Cemex helps to build first underwater tunnel in Mexico

Cemex participated in the construction of the Coatzacoalcos Underwater Tunnel in Veracruz, Mexico, an innovative project in Latin America.

The dimensions of this complex construction required the company to design and deliver special concretes to build the different structures that shaped the tunnel and its points of access.

Cemex supplied 48,000 cubic meters of special products—from concrete for the different structural elements to the design and placement of concrete pavement inside the tunnel and the toll area

Because the construction was under water, Constructora Túnel de Coatzacoalcos, the company managing the project, required Cemex to design specific concrete for the different structural elements and the agents to which they would be exposed.

“Through its quality department, Cemex worked with us to design the concrete mix used in the tunnel to meet the durability requirements specified by the needs of this project and international standards,” Darwin Hernandez, technical manager of the construction project, said.

Cemex supplied 48,000 cubic meters of special products—from concrete for the different structural elements to the design and placement of concrete pavement inside the tunnel and the toll area. Cemex supplied concrete in separate massive pouring of 600 and 800 cubic meters for the slabs of the access ramps to the tunnel.

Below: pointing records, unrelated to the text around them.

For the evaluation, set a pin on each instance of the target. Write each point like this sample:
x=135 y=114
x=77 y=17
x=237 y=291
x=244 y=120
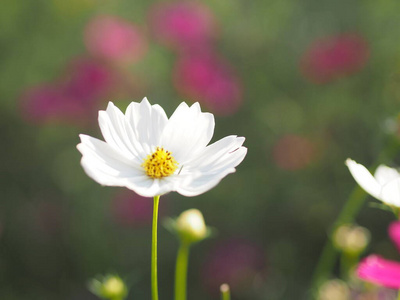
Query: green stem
x=154 y=284
x=181 y=271
x=347 y=215
x=347 y=263
x=225 y=292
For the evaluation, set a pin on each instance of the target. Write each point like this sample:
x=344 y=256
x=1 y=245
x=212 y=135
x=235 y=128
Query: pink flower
x=236 y=262
x=209 y=80
x=293 y=152
x=379 y=270
x=183 y=25
x=334 y=57
x=75 y=97
x=114 y=39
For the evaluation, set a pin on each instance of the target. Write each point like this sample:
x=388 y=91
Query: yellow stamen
x=160 y=164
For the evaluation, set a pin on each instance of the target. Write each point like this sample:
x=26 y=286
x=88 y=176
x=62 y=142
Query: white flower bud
x=334 y=290
x=351 y=239
x=190 y=226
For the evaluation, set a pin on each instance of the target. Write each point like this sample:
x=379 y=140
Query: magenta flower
x=379 y=270
x=182 y=25
x=76 y=96
x=209 y=80
x=114 y=39
x=333 y=57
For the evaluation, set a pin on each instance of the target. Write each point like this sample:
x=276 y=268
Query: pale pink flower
x=209 y=80
x=293 y=152
x=333 y=57
x=379 y=270
x=183 y=24
x=114 y=39
x=74 y=98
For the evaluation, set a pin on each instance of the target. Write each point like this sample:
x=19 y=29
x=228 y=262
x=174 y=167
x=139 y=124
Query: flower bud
x=190 y=226
x=110 y=287
x=351 y=239
x=334 y=290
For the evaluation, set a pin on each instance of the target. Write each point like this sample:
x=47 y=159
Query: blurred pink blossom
x=333 y=57
x=74 y=98
x=130 y=209
x=183 y=24
x=381 y=271
x=209 y=80
x=236 y=262
x=293 y=152
x=114 y=39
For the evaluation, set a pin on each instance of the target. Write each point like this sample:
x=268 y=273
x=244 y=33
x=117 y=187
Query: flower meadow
x=200 y=150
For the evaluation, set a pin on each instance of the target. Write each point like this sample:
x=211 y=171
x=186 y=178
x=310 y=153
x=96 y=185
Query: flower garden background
x=309 y=84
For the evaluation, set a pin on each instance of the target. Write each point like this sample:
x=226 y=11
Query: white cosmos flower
x=384 y=185
x=153 y=155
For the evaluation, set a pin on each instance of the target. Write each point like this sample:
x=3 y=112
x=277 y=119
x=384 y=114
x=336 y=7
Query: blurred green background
x=314 y=82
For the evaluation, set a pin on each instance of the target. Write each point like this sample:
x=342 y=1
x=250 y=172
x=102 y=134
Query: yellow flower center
x=160 y=164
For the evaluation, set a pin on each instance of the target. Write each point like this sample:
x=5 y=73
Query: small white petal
x=216 y=161
x=113 y=127
x=384 y=174
x=364 y=178
x=390 y=193
x=187 y=132
x=104 y=164
x=147 y=122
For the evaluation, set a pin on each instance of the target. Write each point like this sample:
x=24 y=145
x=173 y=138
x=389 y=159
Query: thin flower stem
x=225 y=292
x=154 y=284
x=181 y=271
x=347 y=215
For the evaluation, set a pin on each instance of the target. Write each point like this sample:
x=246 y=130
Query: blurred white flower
x=384 y=185
x=153 y=155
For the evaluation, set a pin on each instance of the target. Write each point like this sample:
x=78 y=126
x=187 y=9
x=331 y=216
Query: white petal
x=364 y=178
x=390 y=193
x=384 y=174
x=149 y=187
x=148 y=122
x=187 y=132
x=214 y=163
x=104 y=164
x=114 y=129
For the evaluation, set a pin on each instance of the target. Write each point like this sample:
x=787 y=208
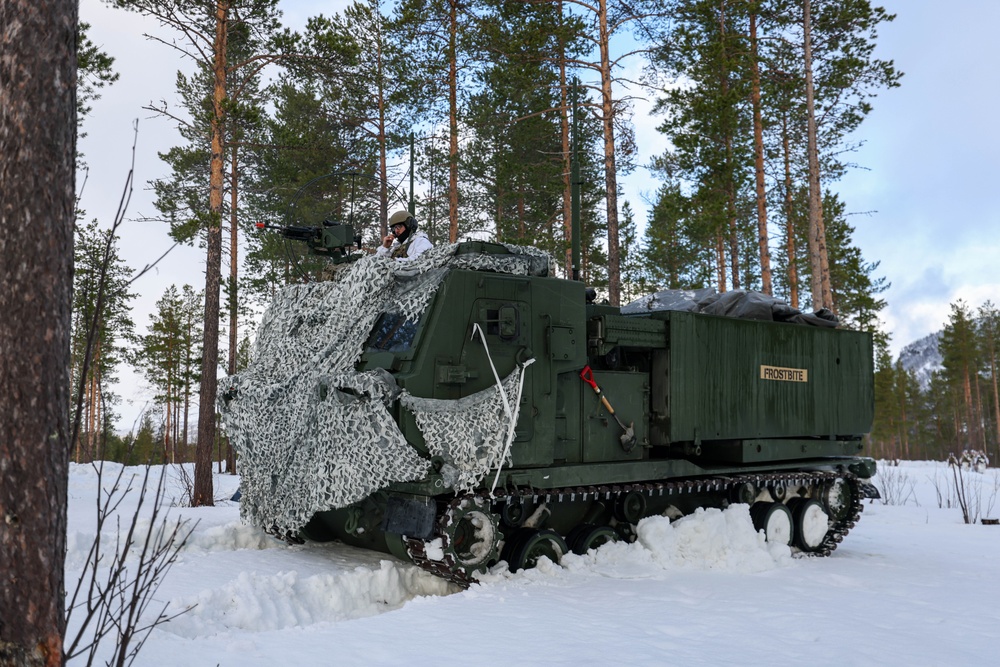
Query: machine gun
x=333 y=240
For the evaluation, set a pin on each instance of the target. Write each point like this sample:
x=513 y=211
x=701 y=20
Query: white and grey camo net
x=314 y=434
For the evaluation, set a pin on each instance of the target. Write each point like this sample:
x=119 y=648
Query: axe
x=628 y=432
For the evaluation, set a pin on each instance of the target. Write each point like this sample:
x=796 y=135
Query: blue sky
x=925 y=200
x=931 y=152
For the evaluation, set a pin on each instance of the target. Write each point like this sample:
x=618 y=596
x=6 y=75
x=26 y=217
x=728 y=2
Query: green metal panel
x=737 y=379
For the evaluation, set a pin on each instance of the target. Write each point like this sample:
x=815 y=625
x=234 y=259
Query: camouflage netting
x=314 y=434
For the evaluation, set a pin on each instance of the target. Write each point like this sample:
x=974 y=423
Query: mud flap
x=412 y=516
x=868 y=490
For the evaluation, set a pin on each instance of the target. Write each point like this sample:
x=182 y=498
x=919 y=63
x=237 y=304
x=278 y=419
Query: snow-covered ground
x=910 y=585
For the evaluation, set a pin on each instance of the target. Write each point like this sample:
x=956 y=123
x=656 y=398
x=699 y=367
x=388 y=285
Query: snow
x=910 y=585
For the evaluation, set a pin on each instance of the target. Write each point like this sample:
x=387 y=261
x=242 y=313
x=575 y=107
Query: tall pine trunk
x=453 y=121
x=37 y=182
x=610 y=173
x=819 y=261
x=234 y=173
x=790 y=244
x=758 y=149
x=203 y=494
x=567 y=161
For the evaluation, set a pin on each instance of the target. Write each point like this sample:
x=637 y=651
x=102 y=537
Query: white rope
x=511 y=413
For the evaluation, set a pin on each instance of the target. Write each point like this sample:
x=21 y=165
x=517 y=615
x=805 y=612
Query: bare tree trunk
x=720 y=261
x=234 y=171
x=758 y=145
x=383 y=168
x=37 y=182
x=820 y=273
x=567 y=157
x=996 y=397
x=610 y=169
x=453 y=122
x=203 y=494
x=980 y=426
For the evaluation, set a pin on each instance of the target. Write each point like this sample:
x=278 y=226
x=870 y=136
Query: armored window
x=392 y=333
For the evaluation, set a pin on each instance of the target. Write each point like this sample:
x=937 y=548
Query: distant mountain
x=922 y=358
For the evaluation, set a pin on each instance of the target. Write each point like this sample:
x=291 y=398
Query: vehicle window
x=392 y=333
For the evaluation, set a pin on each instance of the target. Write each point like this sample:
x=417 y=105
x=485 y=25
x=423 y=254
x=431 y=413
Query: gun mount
x=333 y=240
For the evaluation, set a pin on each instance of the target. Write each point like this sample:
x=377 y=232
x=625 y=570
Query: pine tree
x=205 y=31
x=440 y=35
x=960 y=359
x=96 y=250
x=709 y=123
x=988 y=330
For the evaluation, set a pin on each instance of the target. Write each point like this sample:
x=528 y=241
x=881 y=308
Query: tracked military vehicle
x=468 y=406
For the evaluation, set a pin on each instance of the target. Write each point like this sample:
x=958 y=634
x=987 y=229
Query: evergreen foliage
x=113 y=328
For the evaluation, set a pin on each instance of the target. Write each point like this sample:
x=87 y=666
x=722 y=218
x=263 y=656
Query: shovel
x=628 y=432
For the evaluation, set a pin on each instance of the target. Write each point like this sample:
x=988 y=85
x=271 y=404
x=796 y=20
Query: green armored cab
x=467 y=407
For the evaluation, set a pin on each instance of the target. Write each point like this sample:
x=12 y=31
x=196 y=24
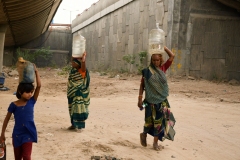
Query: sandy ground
x=207 y=115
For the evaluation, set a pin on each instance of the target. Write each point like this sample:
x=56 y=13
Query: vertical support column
x=3 y=29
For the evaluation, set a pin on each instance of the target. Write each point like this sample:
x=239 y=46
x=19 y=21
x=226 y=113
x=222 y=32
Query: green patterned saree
x=78 y=98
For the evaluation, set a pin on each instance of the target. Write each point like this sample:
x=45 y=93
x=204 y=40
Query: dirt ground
x=207 y=115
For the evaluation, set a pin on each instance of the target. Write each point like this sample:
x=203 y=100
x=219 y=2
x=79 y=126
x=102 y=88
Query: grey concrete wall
x=206 y=37
x=59 y=41
x=123 y=30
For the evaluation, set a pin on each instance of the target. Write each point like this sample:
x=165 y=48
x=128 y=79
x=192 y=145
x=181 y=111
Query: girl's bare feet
x=157 y=147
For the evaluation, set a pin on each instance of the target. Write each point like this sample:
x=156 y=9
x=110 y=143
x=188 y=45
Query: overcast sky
x=68 y=10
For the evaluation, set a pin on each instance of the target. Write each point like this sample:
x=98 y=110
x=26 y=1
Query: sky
x=68 y=10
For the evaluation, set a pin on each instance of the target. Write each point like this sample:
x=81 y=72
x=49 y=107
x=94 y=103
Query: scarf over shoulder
x=155 y=82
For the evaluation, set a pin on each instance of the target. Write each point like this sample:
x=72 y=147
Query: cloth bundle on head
x=25 y=70
x=75 y=60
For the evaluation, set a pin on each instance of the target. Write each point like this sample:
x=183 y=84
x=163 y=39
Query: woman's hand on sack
x=140 y=104
x=83 y=59
x=2 y=139
x=35 y=68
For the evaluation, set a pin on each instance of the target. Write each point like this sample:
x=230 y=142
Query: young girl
x=24 y=132
x=154 y=82
x=78 y=93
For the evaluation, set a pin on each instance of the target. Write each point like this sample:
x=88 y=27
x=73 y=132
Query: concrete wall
x=59 y=41
x=118 y=29
x=206 y=37
x=204 y=34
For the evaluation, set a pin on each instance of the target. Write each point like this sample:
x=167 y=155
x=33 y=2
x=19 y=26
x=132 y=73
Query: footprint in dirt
x=103 y=148
x=125 y=143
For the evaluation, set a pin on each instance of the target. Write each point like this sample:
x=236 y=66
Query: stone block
x=136 y=33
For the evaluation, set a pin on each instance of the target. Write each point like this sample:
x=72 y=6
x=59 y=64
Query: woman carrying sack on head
x=157 y=112
x=78 y=93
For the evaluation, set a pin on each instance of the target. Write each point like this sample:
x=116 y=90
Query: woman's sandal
x=157 y=147
x=143 y=139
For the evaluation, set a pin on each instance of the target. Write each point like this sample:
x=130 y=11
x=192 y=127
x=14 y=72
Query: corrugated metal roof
x=26 y=19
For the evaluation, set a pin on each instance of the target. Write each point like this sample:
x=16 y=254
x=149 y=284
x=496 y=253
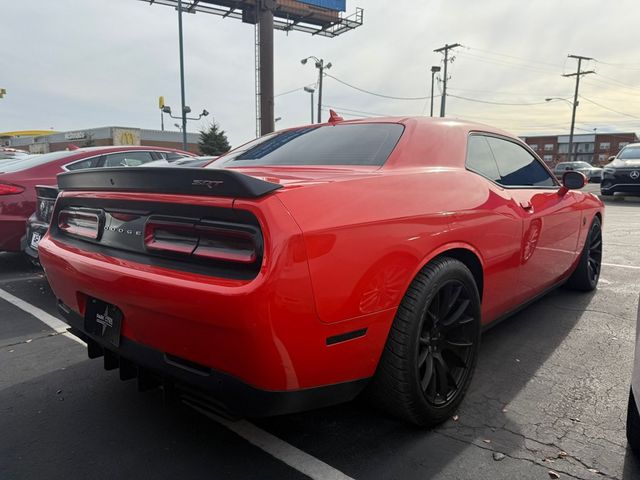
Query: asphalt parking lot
x=549 y=394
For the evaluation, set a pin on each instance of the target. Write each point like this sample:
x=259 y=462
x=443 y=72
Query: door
x=551 y=222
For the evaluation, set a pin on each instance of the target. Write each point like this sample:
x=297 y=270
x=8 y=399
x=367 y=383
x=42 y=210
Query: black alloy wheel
x=432 y=348
x=587 y=273
x=446 y=343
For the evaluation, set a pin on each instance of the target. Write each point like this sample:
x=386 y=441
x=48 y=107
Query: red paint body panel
x=341 y=247
x=16 y=209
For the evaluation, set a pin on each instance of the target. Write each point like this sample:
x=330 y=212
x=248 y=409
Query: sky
x=77 y=64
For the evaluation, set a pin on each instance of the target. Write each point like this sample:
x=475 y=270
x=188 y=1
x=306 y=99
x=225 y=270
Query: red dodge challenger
x=311 y=263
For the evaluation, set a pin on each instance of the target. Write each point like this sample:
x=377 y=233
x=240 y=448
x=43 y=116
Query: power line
x=374 y=93
x=495 y=103
x=292 y=91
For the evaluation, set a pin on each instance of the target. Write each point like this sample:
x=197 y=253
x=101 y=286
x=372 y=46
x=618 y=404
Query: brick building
x=102 y=136
x=591 y=148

Originated in Holland, the chosen construction method—which provided the least impact on urban areas—utilized large prefabricated reinforced concrete modules produced in a dry dock that were later transported to their final position and installed under water

“Cemex offered its know-how and ability to solve construction challenges. Additionally, it followed up very closely with both the needs prior to the design of the project and the concrete formulations to proceed with the castings,”  Jose Armengol Notario, Production Superintendent of Producción de Constructora Túnel de Coatzacoalcos, said.

Originated in Holland, the chosen construction method—which provided the least impact on urban areas—utilized large prefabricated reinforced concrete modules produced in a dry dock that were later transported to their final position and installed under water. For this project, five concrete blocks were built in a dry dock on the banks of the Coatzacoalcos River and later transferred and placed at the bottom of the river.

The tunnel, comprising four lanes—two in each direction, is expected to ease vehicle traffic between the Coatzacoalcos urban area and the petrochemical industrial area of Villa Allende, while reducing commutes between these population centers from 30 to three minutes.